Vector plots can also be made in Matplotlib. Here is a script producing a vector plot and a key showing the scale of the vectors:

x = linspace(0,10,11)
y = linspace(0,15,16)
(X,Y) = meshgrid(x,y)
u = 5*X
v = 5*Y
q = plt.quiver(X,Y,u,v,angles='xy',scale=1000,color='r')
p = plt.quiverkey(q,1,16.5,50,"50 m/s",coordinates='data',color='r')
xl = plt.xlabel("x (km)")
yl = plt.ylabel("y (km)")
plt.show()

matplotlib

The quiver command produces vector plots from two-dimensional arrays (u and v in this case) containing the vector component values. The grid on which the vectors are plotted is defined by the first two arguments of quiver – the two-dimensional arrays X and Y in this case. However, quiver will accept the original one-dimensional axis vectore x and y as well. The color of the vectors is specified in the usual fashion with the color keyword.

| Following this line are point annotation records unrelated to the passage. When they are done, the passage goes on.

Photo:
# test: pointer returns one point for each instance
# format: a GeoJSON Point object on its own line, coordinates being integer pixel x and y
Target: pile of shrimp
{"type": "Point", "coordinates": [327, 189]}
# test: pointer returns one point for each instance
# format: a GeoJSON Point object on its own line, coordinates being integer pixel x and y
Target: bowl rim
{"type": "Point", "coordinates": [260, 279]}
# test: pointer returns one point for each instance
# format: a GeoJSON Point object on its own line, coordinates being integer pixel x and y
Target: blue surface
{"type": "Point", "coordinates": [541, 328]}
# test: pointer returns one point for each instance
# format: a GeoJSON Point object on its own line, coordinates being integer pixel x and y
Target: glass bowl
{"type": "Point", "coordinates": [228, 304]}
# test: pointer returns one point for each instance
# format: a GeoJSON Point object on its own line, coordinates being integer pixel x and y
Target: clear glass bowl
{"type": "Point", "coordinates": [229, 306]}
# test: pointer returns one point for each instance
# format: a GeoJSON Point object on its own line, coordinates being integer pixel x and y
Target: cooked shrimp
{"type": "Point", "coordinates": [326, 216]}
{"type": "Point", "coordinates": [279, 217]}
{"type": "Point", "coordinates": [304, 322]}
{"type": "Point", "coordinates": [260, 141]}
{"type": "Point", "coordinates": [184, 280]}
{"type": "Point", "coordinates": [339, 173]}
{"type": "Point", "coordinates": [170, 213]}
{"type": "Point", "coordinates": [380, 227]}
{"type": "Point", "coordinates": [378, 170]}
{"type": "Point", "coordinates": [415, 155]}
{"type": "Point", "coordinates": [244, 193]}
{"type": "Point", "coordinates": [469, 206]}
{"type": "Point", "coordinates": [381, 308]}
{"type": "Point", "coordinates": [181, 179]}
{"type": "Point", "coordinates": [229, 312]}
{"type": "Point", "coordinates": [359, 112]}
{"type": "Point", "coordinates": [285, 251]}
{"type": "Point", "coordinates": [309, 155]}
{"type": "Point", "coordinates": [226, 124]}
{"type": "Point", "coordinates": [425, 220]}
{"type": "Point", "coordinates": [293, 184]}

The quiver arguments angles=’xy’ and scale=1000 are very important. Setting the angles keyword to ‘xy’ means that the vector components are scaled according to the physical axis units rather than geometrical units on the page. The actual scaling factor which multiplicatively converts vector component units to physical axis units is width/scale where width is the width of the plot in physical units andscale is the number specified by the scale keyword argument of quiver. In our example width = 10 km and scale = 1000, so vectors are plotted to a scale of 0.01 km / ( m / s). The angle keyword argument is not available in versions of Matplotlib earlier than 0.99, which is a serious omission.

The quiverkey command produces a legend consisting of a single vector and a label indicating how long it is in physical units. In order, the positional arguments are (1) the variable returned by the quiver command, (2) and (3) the x and y coordinates of the legend, (4) the length of the arrow in physical units, and (5) the legend label. The keyword argument coordinates tells Matplotlib which units define the legend location; the most useful are ’axes’, in which x and y range from 0 to 1 across the plot and ’data’ in which physical axis coordinates are used. As in the above example, the legend may be located outside of the actual plot.